The Paw Print
This past weekend in the Snook Gallery, located on the first floor of the art building, there was an intriguing display of new artwork. The show, entitled “A Scratch in Time”, had its opening reception Friday January 22, with a tremendous show not only from the student body here at Adams but also from the community members of Alamosa. The opening reception was preceded by an artist lecture headed by Charles Ewing, the show’s juror and local artist. Other artists that were featured in the show and participated in the lecture were Rodman, Cathy Sheeter, Mark Hatfield, Allan Adams, and Diana Bazaldua.
Overall, the show had over twenty artists participate in showing their scratch art pieces. As was discussed in the lecture on Friday, the artists of this category of art tend to be thought of as simply craft artists rather than fine artists. However, many, if not all of them, are also willing to fight tooth and nail to justify scratch art as a fine art medium. Scratch art is the process of using a tool to scratch off India ink that has been dried on a layer of clay or porcelain layered over particle board. It is deemed a subtractive process, a term simply meaning that one removes a substance to reveal a new layer or form.

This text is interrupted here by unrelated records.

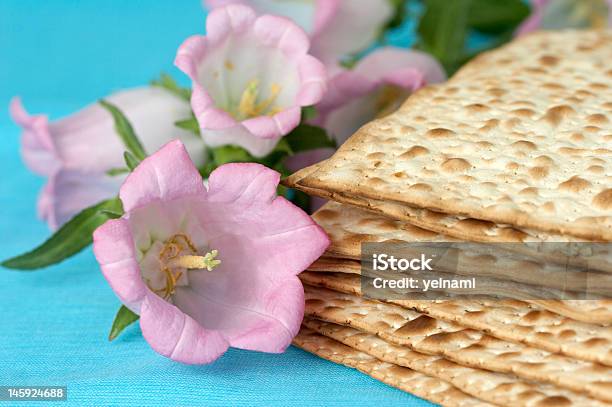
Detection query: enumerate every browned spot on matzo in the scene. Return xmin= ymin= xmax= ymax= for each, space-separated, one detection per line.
xmin=593 ymin=189 xmax=612 ymax=210
xmin=558 ymin=176 xmax=592 ymax=193
xmin=399 ymin=145 xmax=429 ymax=159
xmin=426 ymin=128 xmax=456 ymax=138
xmin=394 ymin=315 xmax=438 ymax=336
xmin=441 ymin=158 xmax=471 ymax=173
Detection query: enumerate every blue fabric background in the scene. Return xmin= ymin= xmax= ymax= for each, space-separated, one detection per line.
xmin=0 ymin=1 xmax=435 ymax=406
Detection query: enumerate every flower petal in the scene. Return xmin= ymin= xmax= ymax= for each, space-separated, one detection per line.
xmin=45 ymin=170 xmax=124 ymax=230
xmin=93 ymin=218 xmax=147 ymax=312
xmin=204 ymin=163 xmax=330 ymax=275
xmin=37 ymin=181 xmax=55 ymax=226
xmin=227 ymin=276 xmax=304 ymax=352
xmin=354 ymin=47 xmax=446 ymax=85
xmin=516 ymin=0 xmax=548 ymax=36
xmin=312 ymin=0 xmax=341 ymax=35
xmin=382 ymin=67 xmax=425 ymax=91
xmin=174 ymin=35 xmax=208 ymax=80
xmin=106 ymin=87 xmax=206 ymax=167
xmin=254 ymin=14 xmax=310 ymax=59
xmin=206 ymin=162 xmax=279 ymax=203
xmin=316 ymin=47 xmax=446 ymax=144
xmin=310 ymin=0 xmax=393 ymax=64
xmin=312 ymin=69 xmax=376 ymax=123
xmin=9 ymin=97 xmax=60 ymax=176
xmin=140 ymin=292 xmax=229 ymax=364
xmin=206 ymin=4 xmax=257 ymax=46
xmin=190 ymin=83 xmax=238 ymax=130
xmin=13 ymin=88 xmax=205 ymax=175
xmin=174 ymin=276 xmax=304 ymax=353
xmin=119 ymin=140 xmax=206 ymax=212
xmin=240 ymin=196 xmax=330 ymax=274
xmin=296 ymin=55 xmax=328 ymax=106
xmin=241 ymin=106 xmax=301 ymax=140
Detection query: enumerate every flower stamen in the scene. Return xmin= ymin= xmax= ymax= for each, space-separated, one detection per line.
xmin=543 ymin=0 xmax=609 ymax=28
xmin=237 ymin=79 xmax=282 ymax=119
xmin=152 ymin=234 xmax=221 ymax=299
xmin=168 ymin=251 xmax=221 ymax=271
xmin=570 ymin=0 xmax=608 ymax=27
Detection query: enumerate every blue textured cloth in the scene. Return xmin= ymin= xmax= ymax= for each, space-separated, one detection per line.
xmin=0 ymin=1 xmax=434 ymax=406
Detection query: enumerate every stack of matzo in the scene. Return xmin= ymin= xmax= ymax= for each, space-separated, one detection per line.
xmin=287 ymin=30 xmax=612 ymax=406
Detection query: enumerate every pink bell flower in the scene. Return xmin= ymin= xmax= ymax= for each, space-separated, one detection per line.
xmin=93 ymin=140 xmax=329 ymax=364
xmin=314 ymin=47 xmax=446 ymax=145
xmin=204 ymin=0 xmax=393 ymax=70
xmin=10 ymin=87 xmax=206 ymax=229
xmin=517 ymin=0 xmax=612 ymax=35
xmin=286 ymin=47 xmax=446 ymax=175
xmin=175 ymin=4 xmax=327 ymax=158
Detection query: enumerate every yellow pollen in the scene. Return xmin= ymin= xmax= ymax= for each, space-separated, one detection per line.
xmin=168 ymin=251 xmax=221 ymax=271
xmin=586 ymin=0 xmax=609 ymax=27
xmin=543 ymin=0 xmax=609 ymax=28
xmin=224 ymin=60 xmax=234 ymax=71
xmin=237 ymin=79 xmax=282 ymax=119
xmin=152 ymin=234 xmax=221 ymax=299
xmin=590 ymin=11 xmax=607 ymax=28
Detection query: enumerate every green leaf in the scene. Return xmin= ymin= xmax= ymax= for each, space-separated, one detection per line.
xmin=417 ymin=0 xmax=472 ymax=75
xmin=1 ymin=198 xmax=124 ymax=270
xmin=198 ymin=162 xmax=217 ymax=179
xmin=200 ymin=129 xmax=329 ymax=181
xmin=198 ymin=148 xmax=217 ymax=179
xmin=175 ymin=117 xmax=200 ymax=135
xmin=301 ymin=106 xmax=318 ymax=121
xmin=124 ymin=151 xmax=140 ymax=171
xmin=339 ymin=55 xmax=359 ymax=69
xmin=198 ymin=154 xmax=216 ymax=179
xmin=100 ymin=209 xmax=123 ymax=219
xmin=285 ymin=124 xmax=336 ymax=153
xmin=108 ymin=305 xmax=139 ymax=341
xmin=257 ymin=139 xmax=298 ymax=171
xmin=106 ymin=167 xmax=129 ymax=177
xmin=272 ymin=138 xmax=293 ymax=156
xmin=468 ymin=0 xmax=530 ymax=34
xmin=100 ymin=100 xmax=147 ymax=161
xmin=211 ymin=145 xmax=254 ymax=165
xmin=384 ymin=0 xmax=408 ymax=31
xmin=289 ymin=189 xmax=311 ymax=213
xmin=151 ymin=73 xmax=191 ymax=101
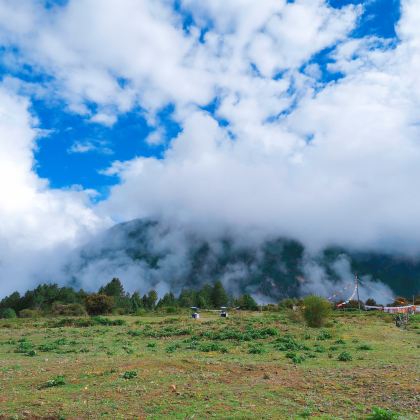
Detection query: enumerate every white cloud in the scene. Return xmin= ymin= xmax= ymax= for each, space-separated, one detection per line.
xmin=0 ymin=0 xmax=419 ymax=297
xmin=0 ymin=84 xmax=110 ymax=295
xmin=67 ymin=139 xmax=113 ymax=155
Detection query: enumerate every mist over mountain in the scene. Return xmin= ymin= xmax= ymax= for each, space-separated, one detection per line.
xmin=65 ymin=219 xmax=419 ymax=304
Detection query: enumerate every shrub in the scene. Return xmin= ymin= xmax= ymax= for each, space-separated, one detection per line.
xmin=198 ymin=342 xmax=228 ymax=353
xmin=49 ymin=317 xmax=94 ymax=328
xmin=85 ymin=294 xmax=114 ymax=315
xmin=358 ymin=344 xmax=372 ymax=351
xmin=128 ymin=330 xmax=142 ymax=337
xmin=248 ymin=344 xmax=266 ymax=354
xmin=317 ymin=330 xmax=332 ymax=340
xmin=0 ymin=308 xmax=17 ymax=319
xmin=337 ymin=351 xmax=352 ymax=362
xmin=278 ymin=298 xmax=298 ymax=309
xmin=52 ymin=303 xmax=87 ymax=316
xmin=367 ymin=406 xmax=400 ymax=420
xmin=122 ymin=371 xmax=137 ymax=380
xmin=19 ymin=309 xmax=41 ymax=318
xmin=274 ymin=334 xmax=307 ymax=351
xmin=40 ymin=375 xmax=66 ymax=389
xmin=166 ymin=343 xmax=182 ymax=353
xmin=302 ymin=295 xmax=332 ymax=328
xmin=92 ymin=316 xmax=126 ymax=326
xmin=285 ymin=352 xmax=305 ymax=364
xmin=14 ymin=339 xmax=34 ymax=353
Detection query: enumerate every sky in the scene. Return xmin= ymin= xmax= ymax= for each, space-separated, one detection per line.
xmin=0 ymin=0 xmax=419 ymax=296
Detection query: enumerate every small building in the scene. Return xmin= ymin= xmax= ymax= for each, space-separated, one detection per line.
xmin=220 ymin=306 xmax=228 ymax=318
xmin=190 ymin=307 xmax=200 ymax=319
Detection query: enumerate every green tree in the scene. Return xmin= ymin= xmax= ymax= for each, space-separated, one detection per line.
xmin=236 ymin=294 xmax=258 ymax=310
xmin=195 ymin=284 xmax=213 ymax=308
xmin=99 ymin=278 xmax=131 ymax=312
xmin=178 ymin=289 xmax=195 ymax=307
xmin=99 ymin=278 xmax=125 ymax=298
xmin=302 ymin=295 xmax=332 ymax=328
xmin=0 ymin=307 xmax=17 ymax=318
xmin=278 ymin=298 xmax=298 ymax=309
xmin=142 ymin=290 xmax=158 ymax=310
xmin=365 ymin=298 xmax=377 ymax=306
xmin=211 ymin=281 xmax=229 ymax=308
xmin=147 ymin=290 xmax=158 ymax=309
xmin=85 ymin=294 xmax=114 ymax=315
xmin=157 ymin=292 xmax=177 ymax=308
xmin=0 ymin=292 xmax=22 ymax=312
xmin=130 ymin=292 xmax=143 ymax=312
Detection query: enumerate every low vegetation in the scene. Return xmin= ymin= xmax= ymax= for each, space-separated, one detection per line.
xmin=0 ymin=309 xmax=418 ymax=418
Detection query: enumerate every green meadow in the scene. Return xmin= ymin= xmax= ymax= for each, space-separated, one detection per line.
xmin=0 ymin=311 xmax=419 ymax=419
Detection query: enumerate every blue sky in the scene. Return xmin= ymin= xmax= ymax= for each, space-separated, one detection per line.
xmin=0 ymin=0 xmax=401 ymax=198
xmin=3 ymin=0 xmax=420 ymax=295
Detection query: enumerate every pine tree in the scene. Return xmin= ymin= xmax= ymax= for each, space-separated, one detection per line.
xmin=236 ymin=294 xmax=258 ymax=310
xmin=99 ymin=278 xmax=125 ymax=298
xmin=157 ymin=292 xmax=177 ymax=308
xmin=148 ymin=290 xmax=158 ymax=309
xmin=130 ymin=292 xmax=143 ymax=312
xmin=178 ymin=289 xmax=195 ymax=307
xmin=211 ymin=280 xmax=229 ymax=308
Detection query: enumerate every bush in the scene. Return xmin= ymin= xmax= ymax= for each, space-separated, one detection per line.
xmin=367 ymin=406 xmax=400 ymax=420
xmin=337 ymin=351 xmax=352 ymax=362
xmin=15 ymin=339 xmax=34 ymax=353
xmin=285 ymin=352 xmax=305 ymax=364
xmin=19 ymin=309 xmax=41 ymax=318
xmin=122 ymin=371 xmax=137 ymax=380
xmin=248 ymin=344 xmax=266 ymax=354
xmin=317 ymin=330 xmax=332 ymax=340
xmin=166 ymin=343 xmax=182 ymax=353
xmin=358 ymin=344 xmax=372 ymax=351
xmin=49 ymin=317 xmax=94 ymax=328
xmin=40 ymin=375 xmax=66 ymax=389
xmin=278 ymin=298 xmax=298 ymax=309
xmin=85 ymin=294 xmax=114 ymax=315
xmin=0 ymin=308 xmax=17 ymax=319
xmin=302 ymin=295 xmax=331 ymax=328
xmin=92 ymin=316 xmax=126 ymax=326
xmin=52 ymin=303 xmax=86 ymax=316
xmin=198 ymin=342 xmax=228 ymax=353
xmin=274 ymin=334 xmax=307 ymax=352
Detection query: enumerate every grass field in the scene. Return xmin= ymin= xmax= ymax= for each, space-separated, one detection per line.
xmin=0 ymin=310 xmax=419 ymax=419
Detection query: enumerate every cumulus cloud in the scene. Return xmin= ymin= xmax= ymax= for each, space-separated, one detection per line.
xmin=67 ymin=139 xmax=113 ymax=155
xmin=0 ymin=84 xmax=109 ymax=296
xmin=0 ymin=0 xmax=419 ymax=297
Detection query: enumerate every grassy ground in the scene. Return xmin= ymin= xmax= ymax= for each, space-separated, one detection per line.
xmin=0 ymin=310 xmax=419 ymax=419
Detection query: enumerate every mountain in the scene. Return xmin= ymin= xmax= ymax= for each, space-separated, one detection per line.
xmin=66 ymin=219 xmax=420 ymax=301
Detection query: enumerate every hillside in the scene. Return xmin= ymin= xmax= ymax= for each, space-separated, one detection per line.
xmin=66 ymin=219 xmax=420 ymax=300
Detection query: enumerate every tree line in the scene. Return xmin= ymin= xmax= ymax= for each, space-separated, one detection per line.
xmin=0 ymin=278 xmax=258 ymax=318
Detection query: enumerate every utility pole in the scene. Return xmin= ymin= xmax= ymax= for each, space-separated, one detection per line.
xmin=356 ymin=273 xmax=361 ymax=312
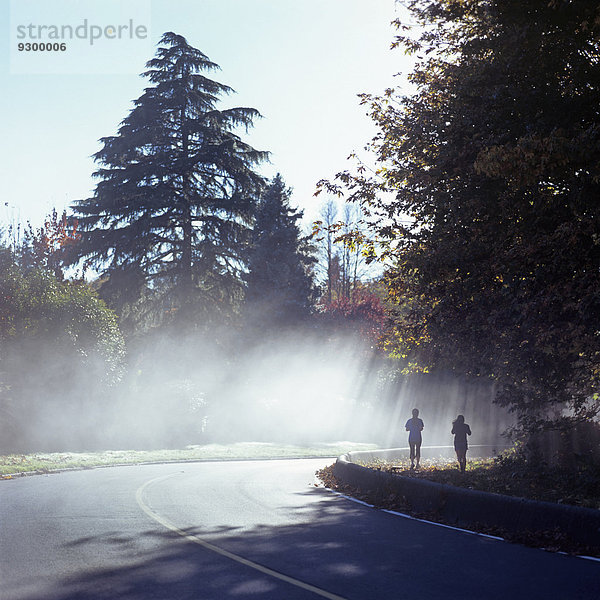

Why is this so controversial in the art world? Well, for many years scratch art was used in kindergarten classes as an art project. However, over the years, and through the development of much more durable and reliable scratch boards, scratch art has evolved into something much more worthy of the fine art name. Many of the artists that participate in creating a piece of scratch art spend anywhere from fifteen hours to months on their pieces, and with great success. However, a simple description of these pieces cannot bring justice to their amazing detail and overall composition. One must go and visit the gallery to understand the beauty and dexterity of these pieces.
However, not to cut anyone short of their due praise, there was also another full exhibit on display during this time in the Hatfield Gallery, also located on the first floor of the art building. Although, it was a different medium and was not an artist that participated in the artist lecture, the opening reception was also for Martin Jay McKee, a senior artist displaying many photography pieces that he had spent arduous hours creating and working in order to complete his Bachelor of Fine Arts Degree.
This show is entitled “Ars Terrae” which, according to McKee’s artist statement, was an attempt to reconnect the viewer or “man” back to nature. McKee believes that through the many distractions that are present in everyday life, we are easily moved to look apart from nature for inspiration and motivation. Many of the pieces are a close up of some object found in nature. However, it is difficult for the viewer to discern what is being shown; we can easily find the connection back to our roots and beginnings. The pieces are fairly abstract but have a strong display of talent and composition. Each piece has a different movement and flow to it, but to fully enjoy the pieces, again, one must view them in person.
Overall, the shows were very successful in both turn out and art displayed and are productions not to be missed. Both shows will be displayed during open hours of the art building from January 22 until February 19. It is open to all students and community members who wish to take a peek at what is on the rise in the art world.